To remain happy in the Rick Parfitt we shall have to flick that switch we all have and reorder our memories. Force feed our brains the food that makes the remembered imaginary.

                So the trip up there was good.

                Then the gig. Lovely. Great stuff from Groves and Amy Studt. Thanks to all of you who came down to see us and thanks to the good people at IAM for putting us on. We were really pleased with the turnout. If you didn’t come then I ask you: What the hell else were you up to on a Wednesday? Fishing? Where were you going fishing in the centre of London? Some pavement? No, no, no. This doesn’t add up at all. I refuse to believe your harmful concrete lies.

                The gig was fun. I pretty much destroyed myself. That’s always a good thing.

                So – in, out, play on the PlayStation.

                Little story simplified: Ed was winning. ‘Someone get out and help me park, please.’ ‘OK Trewin, but don’t turn off the ignition because I’m winning against Tim and I never win. Turning off the ignition turns off the games console. I’m literally just about to win.’ ‘OK.’ Brum brum brum. ‘OK that’s good.’ (turns ignition off) ‘Oops.’ ‘Oh Trewwwwwiiiiiiiiiiin!’

                I promise, that’s all from mine and Ed’s little obsession. I just couldn’t leave that little bit out, as I often say.

                So then we went inside and did the usual, wrenching up my favourite landscape with the usual means of tectonic transit. Big green bottles and tinnys and candles and cigarette making apparatus and snacks springing up everywhere and everyone laughing and planning our next move towards total world dominance. Release dates, etc.

Release dates.

I outlasted everyone, again. Everyone. I ended up finishing my wine and dismantling prematurely discarded fag-butts to craft glorious machinations of charred health on my own at sun o’clock in the morning. Mmmm. Good?

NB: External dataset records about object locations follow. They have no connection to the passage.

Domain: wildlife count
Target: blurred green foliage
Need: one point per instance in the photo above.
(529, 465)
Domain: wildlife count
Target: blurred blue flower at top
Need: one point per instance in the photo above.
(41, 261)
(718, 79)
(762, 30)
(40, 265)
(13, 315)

                Morning. Everyone’s happy. Drive home.

                No games, please – I’ve forgotten how to use my eyes.

                And then it was home. Bacon sandwiches, tea, and a lingering feeling of a job well done.

                Well done.

                More soon. The new songs at the gig were just a taster of what we have in store.

                Be well, and enjoy your Friday - you never know when the next one might be.